コロナの影響で消費の仕方に対するスタンスは大きく変わりました。飲食店では出前館やウーバーイーツ(Uber Eats)が、小売店ではアマゾン(Amazon.co.jp)等のECが支持されるようになりました。また今までカウンター越しに受付や手続きをしていた業態も、リモート接客やAIを活用した接客にシフトしてきました。
三越伊勢丹ホールディングス(HD)ではECサイトに相当力を入れており、今後取扱商品を拡充すると公表しています。また接客においてもリモート接客によりお店に来なくても一流の接客が受けられるようになっています。

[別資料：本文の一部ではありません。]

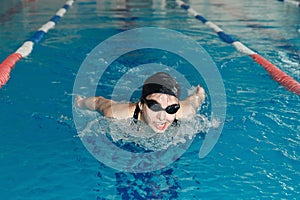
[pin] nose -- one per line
(161, 115)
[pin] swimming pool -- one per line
(256, 157)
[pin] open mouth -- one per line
(161, 126)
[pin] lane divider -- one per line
(26, 48)
(281, 77)
(296, 3)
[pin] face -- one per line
(160, 120)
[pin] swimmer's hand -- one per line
(89, 103)
(190, 105)
(197, 98)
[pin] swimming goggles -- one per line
(155, 106)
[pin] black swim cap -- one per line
(161, 82)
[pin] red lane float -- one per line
(7, 65)
(288, 82)
(26, 48)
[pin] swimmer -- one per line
(159, 106)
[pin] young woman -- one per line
(159, 106)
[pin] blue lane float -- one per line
(296, 3)
(281, 77)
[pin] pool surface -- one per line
(257, 155)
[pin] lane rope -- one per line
(27, 47)
(296, 3)
(281, 77)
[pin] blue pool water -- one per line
(256, 157)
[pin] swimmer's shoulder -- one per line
(122, 110)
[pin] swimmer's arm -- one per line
(107, 107)
(189, 106)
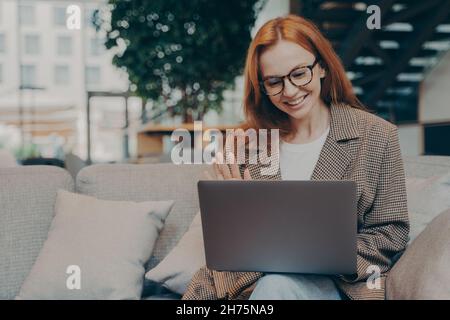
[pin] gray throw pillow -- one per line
(423, 270)
(176, 270)
(96, 249)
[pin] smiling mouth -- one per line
(296, 101)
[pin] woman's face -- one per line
(280, 60)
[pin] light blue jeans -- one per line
(295, 287)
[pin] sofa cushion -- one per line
(95, 249)
(426, 199)
(27, 197)
(149, 182)
(176, 270)
(423, 270)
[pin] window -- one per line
(27, 16)
(59, 16)
(32, 44)
(64, 45)
(28, 76)
(92, 75)
(62, 76)
(96, 46)
(2, 43)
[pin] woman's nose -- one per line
(289, 89)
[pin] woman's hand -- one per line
(223, 172)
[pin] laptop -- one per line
(284, 226)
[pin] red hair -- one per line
(336, 87)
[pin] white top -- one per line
(297, 161)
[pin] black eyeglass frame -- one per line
(310, 67)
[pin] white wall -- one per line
(411, 139)
(434, 97)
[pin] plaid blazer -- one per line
(360, 147)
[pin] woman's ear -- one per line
(322, 70)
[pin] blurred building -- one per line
(46, 70)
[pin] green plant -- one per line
(180, 54)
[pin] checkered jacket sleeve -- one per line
(385, 229)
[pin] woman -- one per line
(295, 82)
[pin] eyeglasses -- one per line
(299, 77)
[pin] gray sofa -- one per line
(27, 196)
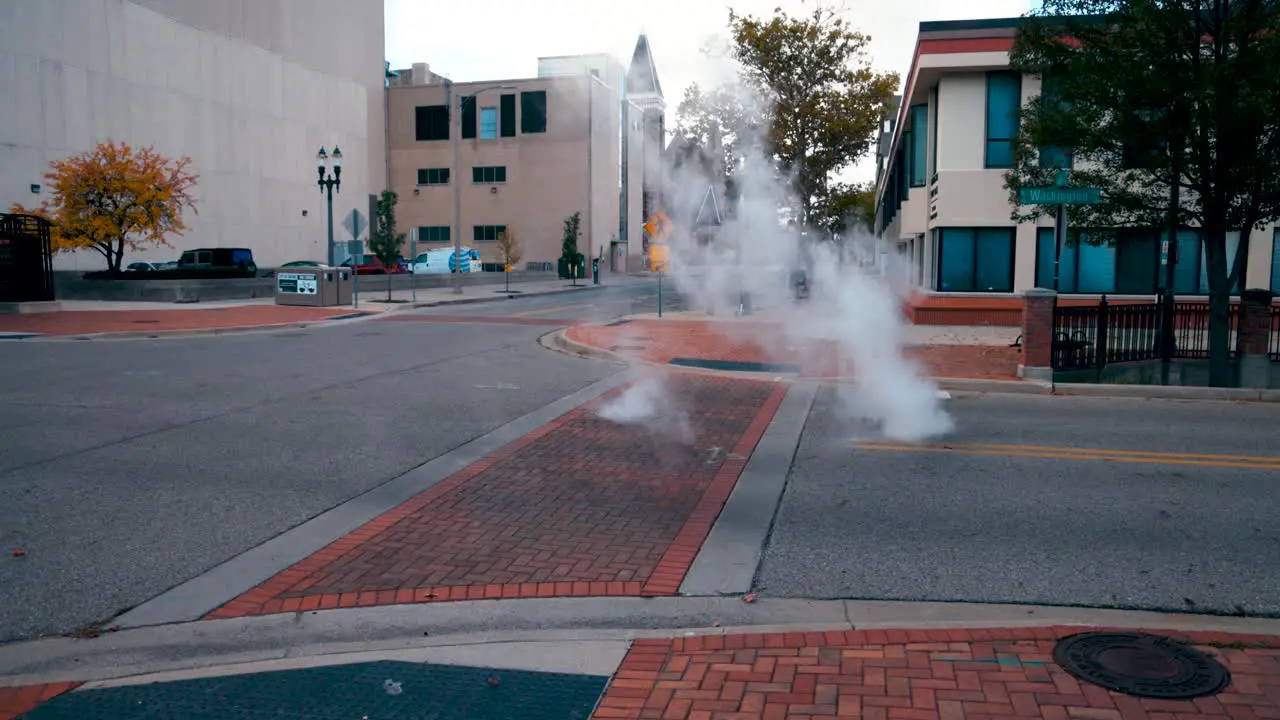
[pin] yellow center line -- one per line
(1070, 454)
(545, 310)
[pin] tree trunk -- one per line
(1219, 309)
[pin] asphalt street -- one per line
(132, 465)
(1020, 509)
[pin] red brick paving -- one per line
(901, 674)
(24, 698)
(92, 322)
(659, 341)
(579, 507)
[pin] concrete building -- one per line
(940, 190)
(531, 151)
(248, 89)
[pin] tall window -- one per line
(433, 176)
(1127, 261)
(494, 174)
(433, 233)
(976, 259)
(488, 123)
(469, 117)
(533, 112)
(919, 144)
(507, 115)
(1275, 260)
(487, 233)
(430, 122)
(1054, 156)
(1004, 100)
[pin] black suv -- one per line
(224, 261)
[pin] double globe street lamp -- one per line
(329, 182)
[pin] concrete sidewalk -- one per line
(85, 319)
(672, 657)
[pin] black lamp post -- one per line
(329, 183)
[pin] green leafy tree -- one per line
(1152, 94)
(511, 253)
(824, 100)
(570, 255)
(384, 242)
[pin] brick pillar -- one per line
(1038, 306)
(1255, 335)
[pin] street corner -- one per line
(1050, 673)
(763, 346)
(612, 499)
(168, 322)
(329, 688)
(18, 701)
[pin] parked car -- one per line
(220, 261)
(371, 265)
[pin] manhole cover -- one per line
(1141, 665)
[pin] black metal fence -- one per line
(1093, 336)
(26, 259)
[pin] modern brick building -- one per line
(941, 196)
(530, 153)
(250, 90)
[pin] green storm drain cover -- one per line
(373, 691)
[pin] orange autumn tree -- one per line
(115, 197)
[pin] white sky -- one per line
(503, 39)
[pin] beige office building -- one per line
(941, 196)
(248, 89)
(520, 156)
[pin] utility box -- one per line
(314, 287)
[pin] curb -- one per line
(558, 341)
(192, 332)
(513, 296)
(1169, 392)
(241, 642)
(245, 329)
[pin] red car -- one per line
(371, 265)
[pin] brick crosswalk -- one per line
(965, 674)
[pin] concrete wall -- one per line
(248, 89)
(547, 173)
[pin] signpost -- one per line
(1060, 195)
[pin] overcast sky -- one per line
(503, 39)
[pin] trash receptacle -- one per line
(314, 287)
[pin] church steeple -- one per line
(643, 74)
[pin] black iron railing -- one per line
(1274, 343)
(1093, 336)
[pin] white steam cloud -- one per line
(854, 305)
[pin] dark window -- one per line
(433, 233)
(919, 144)
(487, 233)
(1275, 260)
(507, 115)
(469, 117)
(433, 176)
(489, 174)
(430, 122)
(976, 259)
(533, 112)
(1004, 100)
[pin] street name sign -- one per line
(1059, 196)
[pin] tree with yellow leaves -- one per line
(115, 197)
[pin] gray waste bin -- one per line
(314, 287)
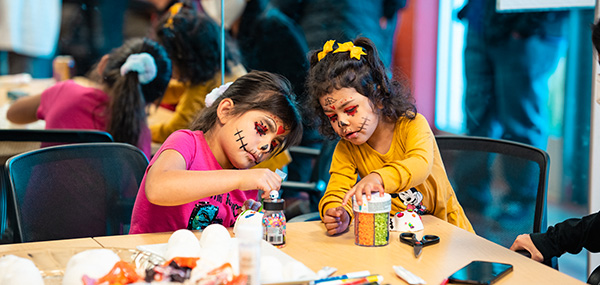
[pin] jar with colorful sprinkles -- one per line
(371, 220)
(274, 222)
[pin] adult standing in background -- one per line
(268, 40)
(343, 20)
(509, 58)
(29, 31)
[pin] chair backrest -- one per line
(16, 141)
(500, 184)
(75, 190)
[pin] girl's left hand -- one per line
(367, 185)
(250, 204)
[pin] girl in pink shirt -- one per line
(129, 78)
(201, 176)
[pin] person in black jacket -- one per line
(571, 235)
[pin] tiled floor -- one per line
(573, 265)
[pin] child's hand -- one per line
(251, 205)
(336, 220)
(259, 178)
(371, 183)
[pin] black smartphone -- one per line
(480, 272)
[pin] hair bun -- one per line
(143, 64)
(215, 93)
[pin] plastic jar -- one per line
(372, 219)
(274, 222)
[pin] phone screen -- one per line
(480, 272)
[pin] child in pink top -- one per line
(129, 78)
(202, 175)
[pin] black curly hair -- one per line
(192, 40)
(129, 97)
(366, 75)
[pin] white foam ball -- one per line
(16, 270)
(271, 269)
(215, 235)
(94, 263)
(182, 243)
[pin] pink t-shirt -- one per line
(222, 209)
(68, 105)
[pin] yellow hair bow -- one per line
(173, 10)
(327, 48)
(355, 52)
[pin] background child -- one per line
(385, 141)
(192, 41)
(128, 79)
(207, 167)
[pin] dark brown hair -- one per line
(128, 96)
(258, 90)
(366, 75)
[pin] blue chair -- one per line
(75, 190)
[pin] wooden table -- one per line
(308, 243)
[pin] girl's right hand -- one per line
(259, 178)
(336, 220)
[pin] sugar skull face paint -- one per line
(253, 137)
(350, 114)
(261, 129)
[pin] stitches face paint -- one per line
(350, 114)
(256, 134)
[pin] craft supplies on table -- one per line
(371, 220)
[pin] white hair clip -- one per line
(143, 64)
(215, 93)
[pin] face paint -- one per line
(332, 118)
(329, 101)
(280, 130)
(364, 124)
(351, 111)
(261, 129)
(240, 139)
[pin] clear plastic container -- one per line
(371, 220)
(274, 222)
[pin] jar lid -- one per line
(377, 204)
(273, 204)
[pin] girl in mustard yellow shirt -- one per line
(385, 141)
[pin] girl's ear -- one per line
(224, 110)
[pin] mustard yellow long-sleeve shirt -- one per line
(413, 160)
(190, 100)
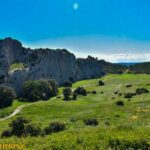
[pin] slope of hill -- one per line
(121, 126)
(140, 68)
(19, 64)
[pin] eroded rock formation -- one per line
(58, 64)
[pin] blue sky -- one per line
(115, 30)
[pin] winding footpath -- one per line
(18, 109)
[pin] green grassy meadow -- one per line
(129, 123)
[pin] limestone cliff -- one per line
(60, 65)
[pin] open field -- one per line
(129, 123)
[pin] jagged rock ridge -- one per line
(59, 64)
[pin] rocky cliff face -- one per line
(60, 65)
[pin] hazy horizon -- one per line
(117, 31)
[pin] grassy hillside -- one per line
(128, 124)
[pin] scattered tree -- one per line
(7, 95)
(101, 83)
(67, 92)
(81, 91)
(67, 84)
(91, 122)
(54, 127)
(39, 89)
(140, 91)
(119, 103)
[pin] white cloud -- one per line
(75, 6)
(122, 57)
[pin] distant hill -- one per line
(127, 63)
(140, 68)
(19, 64)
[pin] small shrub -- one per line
(140, 91)
(121, 144)
(129, 95)
(81, 91)
(54, 127)
(73, 120)
(67, 84)
(120, 103)
(32, 129)
(67, 92)
(120, 94)
(6, 133)
(128, 85)
(18, 125)
(74, 96)
(116, 92)
(91, 122)
(94, 92)
(101, 83)
(7, 95)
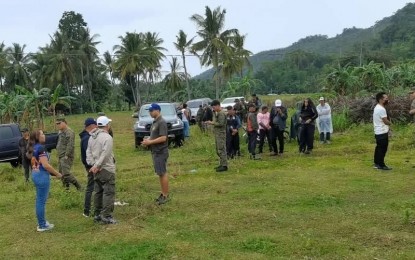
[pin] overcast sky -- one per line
(268, 24)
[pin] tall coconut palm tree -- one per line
(132, 59)
(214, 40)
(152, 70)
(62, 63)
(17, 70)
(3, 64)
(87, 52)
(183, 45)
(174, 80)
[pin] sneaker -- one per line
(257, 157)
(108, 220)
(47, 227)
(97, 219)
(163, 199)
(222, 169)
(385, 168)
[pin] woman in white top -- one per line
(324, 124)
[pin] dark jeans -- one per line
(382, 142)
(262, 134)
(307, 137)
(277, 134)
(232, 144)
(88, 192)
(252, 136)
(26, 168)
(104, 193)
(41, 180)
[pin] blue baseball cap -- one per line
(90, 121)
(153, 107)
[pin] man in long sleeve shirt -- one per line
(264, 128)
(219, 130)
(100, 156)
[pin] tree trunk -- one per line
(189, 94)
(91, 99)
(138, 104)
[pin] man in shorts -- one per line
(158, 143)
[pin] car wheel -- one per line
(14, 163)
(138, 142)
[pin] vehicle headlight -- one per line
(139, 125)
(177, 123)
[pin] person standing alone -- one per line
(158, 143)
(90, 125)
(22, 153)
(100, 156)
(65, 149)
(252, 129)
(325, 126)
(381, 125)
(219, 130)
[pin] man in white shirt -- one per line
(381, 125)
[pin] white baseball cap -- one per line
(103, 121)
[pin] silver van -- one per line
(194, 105)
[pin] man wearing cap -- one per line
(278, 122)
(90, 125)
(22, 153)
(324, 123)
(158, 143)
(219, 130)
(100, 156)
(65, 149)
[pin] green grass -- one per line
(329, 205)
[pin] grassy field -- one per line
(328, 205)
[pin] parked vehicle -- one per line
(194, 104)
(144, 122)
(228, 102)
(9, 143)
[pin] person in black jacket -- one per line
(90, 124)
(22, 153)
(308, 116)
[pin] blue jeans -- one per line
(186, 128)
(41, 180)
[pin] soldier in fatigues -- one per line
(65, 149)
(219, 129)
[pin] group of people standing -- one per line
(263, 125)
(97, 157)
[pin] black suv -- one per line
(174, 124)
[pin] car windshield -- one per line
(166, 110)
(194, 104)
(228, 100)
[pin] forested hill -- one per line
(390, 32)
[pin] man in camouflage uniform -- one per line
(219, 129)
(65, 149)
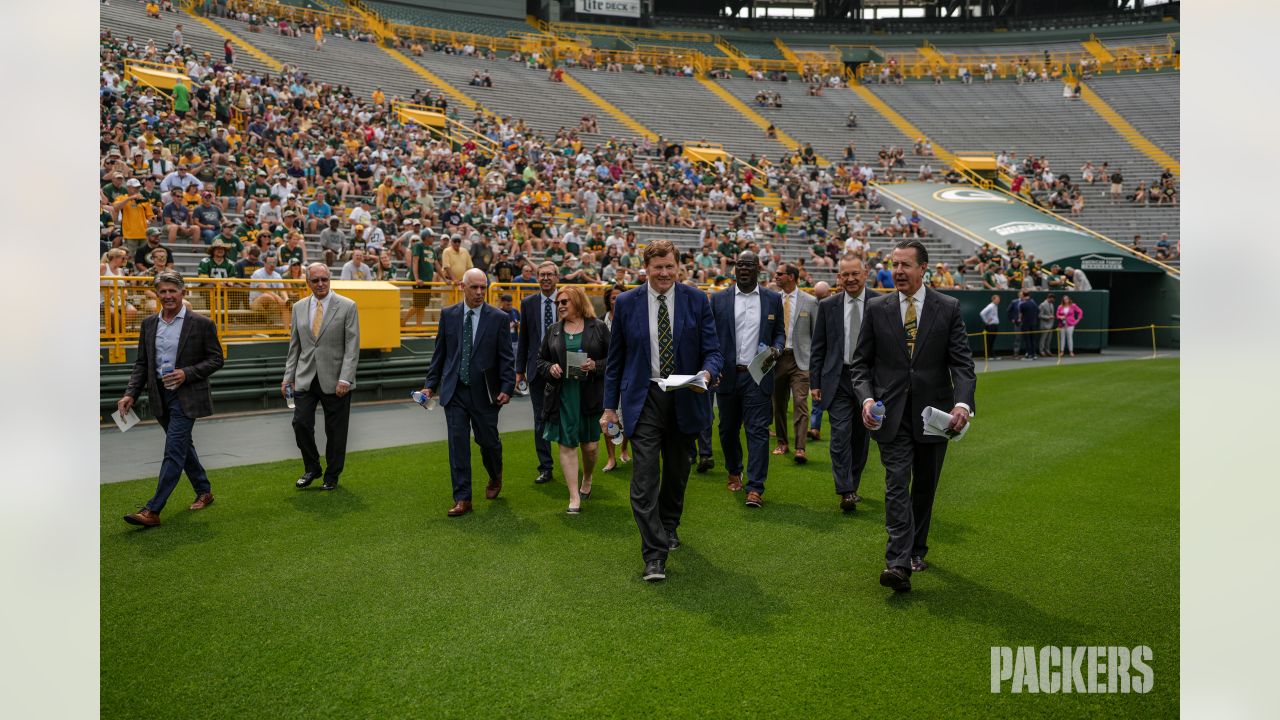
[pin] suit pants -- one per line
(850, 440)
(789, 379)
(658, 493)
(912, 472)
(746, 405)
(337, 414)
(536, 390)
(470, 411)
(179, 454)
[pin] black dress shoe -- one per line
(896, 578)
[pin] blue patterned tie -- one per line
(465, 372)
(666, 360)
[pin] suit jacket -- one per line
(723, 309)
(827, 358)
(530, 335)
(332, 355)
(627, 376)
(490, 350)
(801, 336)
(200, 355)
(940, 373)
(595, 343)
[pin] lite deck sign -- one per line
(620, 8)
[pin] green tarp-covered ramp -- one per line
(997, 218)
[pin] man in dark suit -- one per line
(320, 367)
(538, 313)
(912, 352)
(186, 345)
(659, 329)
(840, 318)
(472, 374)
(748, 317)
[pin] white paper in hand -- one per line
(127, 422)
(695, 382)
(760, 365)
(937, 423)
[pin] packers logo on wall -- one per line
(969, 195)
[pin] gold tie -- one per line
(909, 326)
(318, 319)
(786, 317)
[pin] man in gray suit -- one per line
(791, 374)
(324, 349)
(840, 318)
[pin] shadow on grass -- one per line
(958, 598)
(731, 601)
(328, 505)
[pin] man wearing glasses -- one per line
(324, 349)
(538, 313)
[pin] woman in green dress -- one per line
(575, 391)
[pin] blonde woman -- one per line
(572, 405)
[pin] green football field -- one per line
(1055, 524)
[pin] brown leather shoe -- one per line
(145, 518)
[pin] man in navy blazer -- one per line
(840, 319)
(912, 352)
(661, 328)
(748, 317)
(538, 313)
(472, 374)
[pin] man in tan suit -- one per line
(791, 373)
(324, 349)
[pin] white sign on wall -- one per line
(620, 8)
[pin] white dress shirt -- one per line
(654, 364)
(746, 323)
(854, 305)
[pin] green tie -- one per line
(664, 359)
(465, 372)
(909, 326)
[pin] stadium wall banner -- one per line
(618, 8)
(997, 218)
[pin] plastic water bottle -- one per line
(165, 368)
(421, 399)
(878, 413)
(615, 432)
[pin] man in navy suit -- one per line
(840, 318)
(912, 351)
(748, 318)
(472, 374)
(539, 313)
(659, 329)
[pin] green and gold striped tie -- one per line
(909, 326)
(666, 360)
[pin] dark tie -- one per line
(666, 360)
(909, 326)
(465, 372)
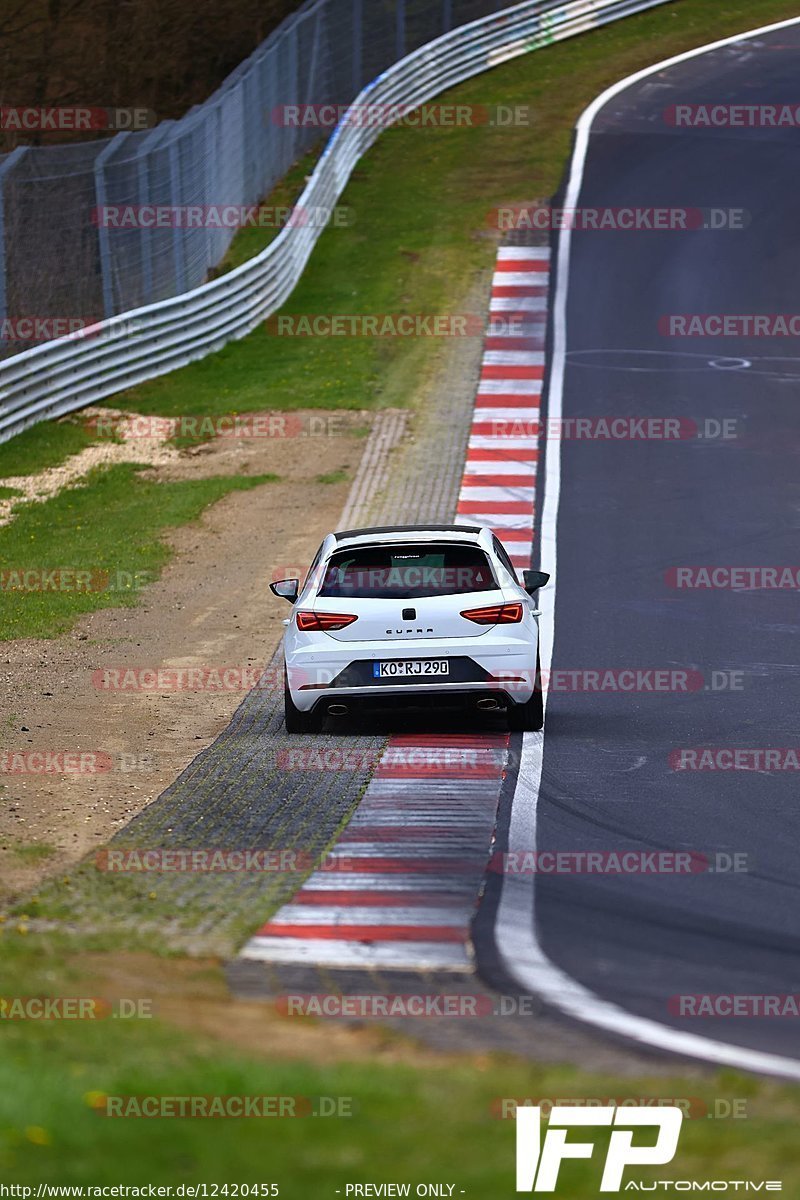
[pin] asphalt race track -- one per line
(633, 510)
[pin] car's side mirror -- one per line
(287, 589)
(534, 581)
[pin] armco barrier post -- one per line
(5, 167)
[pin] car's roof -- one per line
(416, 533)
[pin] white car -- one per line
(409, 616)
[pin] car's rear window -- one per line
(407, 573)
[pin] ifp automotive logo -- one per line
(539, 1162)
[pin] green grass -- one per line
(110, 528)
(408, 1123)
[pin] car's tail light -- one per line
(326, 622)
(495, 615)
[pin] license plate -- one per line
(410, 667)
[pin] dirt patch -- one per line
(211, 607)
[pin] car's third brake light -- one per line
(326, 622)
(495, 615)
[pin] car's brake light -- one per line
(326, 622)
(495, 615)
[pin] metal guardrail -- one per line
(71, 372)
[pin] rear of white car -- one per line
(410, 616)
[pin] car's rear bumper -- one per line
(506, 671)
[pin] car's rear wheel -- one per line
(529, 717)
(295, 720)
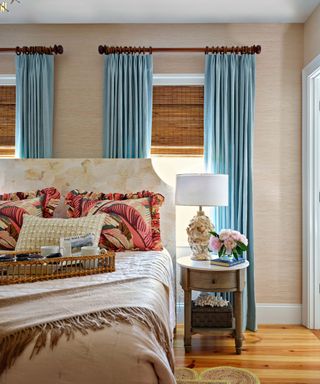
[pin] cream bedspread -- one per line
(126, 349)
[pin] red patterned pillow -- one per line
(50, 198)
(11, 218)
(132, 222)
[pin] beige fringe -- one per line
(12, 346)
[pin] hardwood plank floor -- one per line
(276, 354)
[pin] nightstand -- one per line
(202, 276)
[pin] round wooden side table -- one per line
(203, 276)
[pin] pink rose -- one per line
(225, 234)
(215, 244)
(243, 240)
(230, 244)
(236, 235)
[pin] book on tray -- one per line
(227, 263)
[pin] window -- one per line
(177, 121)
(7, 116)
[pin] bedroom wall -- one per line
(277, 144)
(312, 36)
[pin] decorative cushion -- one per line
(36, 232)
(11, 218)
(132, 221)
(50, 198)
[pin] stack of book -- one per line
(227, 263)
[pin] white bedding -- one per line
(122, 353)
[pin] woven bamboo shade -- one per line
(177, 122)
(7, 120)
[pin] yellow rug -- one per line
(218, 375)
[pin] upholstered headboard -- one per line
(105, 175)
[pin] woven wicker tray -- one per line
(16, 272)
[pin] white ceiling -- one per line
(159, 11)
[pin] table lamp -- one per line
(202, 189)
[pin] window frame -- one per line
(178, 79)
(7, 80)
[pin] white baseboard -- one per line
(267, 313)
(279, 313)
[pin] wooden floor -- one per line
(276, 354)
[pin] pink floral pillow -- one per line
(50, 198)
(132, 222)
(11, 218)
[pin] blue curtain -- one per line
(34, 105)
(228, 140)
(127, 105)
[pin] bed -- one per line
(130, 340)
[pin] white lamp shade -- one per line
(205, 189)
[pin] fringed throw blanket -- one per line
(41, 313)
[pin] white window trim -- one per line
(7, 79)
(178, 79)
(310, 196)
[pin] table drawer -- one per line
(209, 280)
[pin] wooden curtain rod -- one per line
(56, 49)
(254, 49)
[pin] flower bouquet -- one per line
(228, 244)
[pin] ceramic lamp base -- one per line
(198, 236)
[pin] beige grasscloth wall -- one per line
(312, 36)
(277, 142)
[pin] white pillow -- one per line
(36, 232)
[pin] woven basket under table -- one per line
(211, 317)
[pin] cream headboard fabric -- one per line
(105, 175)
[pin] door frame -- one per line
(310, 195)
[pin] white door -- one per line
(317, 184)
(311, 195)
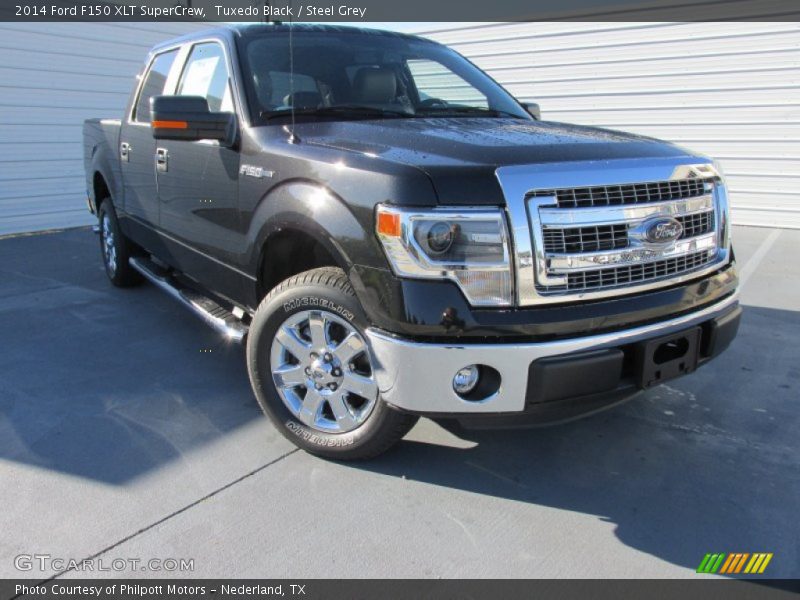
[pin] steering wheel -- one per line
(433, 103)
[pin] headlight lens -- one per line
(468, 246)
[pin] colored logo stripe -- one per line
(735, 563)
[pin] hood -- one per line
(460, 155)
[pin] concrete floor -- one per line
(128, 430)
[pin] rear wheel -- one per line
(116, 249)
(312, 371)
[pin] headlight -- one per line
(468, 246)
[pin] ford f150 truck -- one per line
(392, 234)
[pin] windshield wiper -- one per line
(466, 110)
(339, 109)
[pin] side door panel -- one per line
(198, 183)
(137, 146)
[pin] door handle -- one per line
(162, 159)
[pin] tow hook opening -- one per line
(671, 350)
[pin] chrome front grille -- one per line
(696, 224)
(635, 193)
(585, 230)
(637, 273)
(568, 240)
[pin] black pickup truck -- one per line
(392, 234)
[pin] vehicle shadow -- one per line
(709, 463)
(93, 385)
(103, 383)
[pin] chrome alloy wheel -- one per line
(323, 371)
(109, 250)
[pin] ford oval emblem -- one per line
(662, 230)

他の業界を見ても、携帯電話キャリア各社などは店舗に行かずとも端末の購入や手続きができる仕組みを構築しています。KDDI(au)は店頭においても非対面、セルフサービスで機種変更の手続きが出来るようになりました。コロナが落ち着いてもこれまでのようにお店に行く機会は減り、対面接客をできるだけ避けるようになることは容易に想像できます。
デリバリーやECの進化でお店は不要に?
これからは百貨店もスーパーマーケットもECサイトからの購入がますます増え、近い未来主流になることでしょう。飲食店でも大規模な退店、出店も宅配専門店にシフトする動きが目立ってきました。牛丼チェーン大手の吉野家HDは宅配専門店を全国に本格展開すると発表しています。
宅配専門店にすると良い立地、客席のスペースなどが必要なく、出店費用は通常の2割程度で済みます。また接客に必要な人員を抱える必要も無いため運営コストも3割程度削減できる見通しです。こうなると今までのように、良い立地、立派な設備に大きな投資を行うことも無くなります。宅配専門「店」とはいいつつもお店の体裁はなくセントラルキッチンと化し、もはや製造工場、配送センターがお店に取って代わるようになるでしょう。
顧客は感染のリスクは避けたい、わざわざ出向くのが面倒、待たされたくない、感じの悪い接客は絶対に受けたくないという心理が今まで以上に強く働いています。ECやデリバリーが主流になると、飲食店や小売店のようにわざわざ出向いて行かねければならない業態は必要性を失います。お店はどんどんECやデリバリーに侵食され、大幅に減るでしょう。
さらにインターネットの普及により競合店は近隣だけでなく、インターネット上の多くの店舗になる為、競合の数が今までとは比べ物にならなくなります。お店は本当に生き残りが厳しくなります。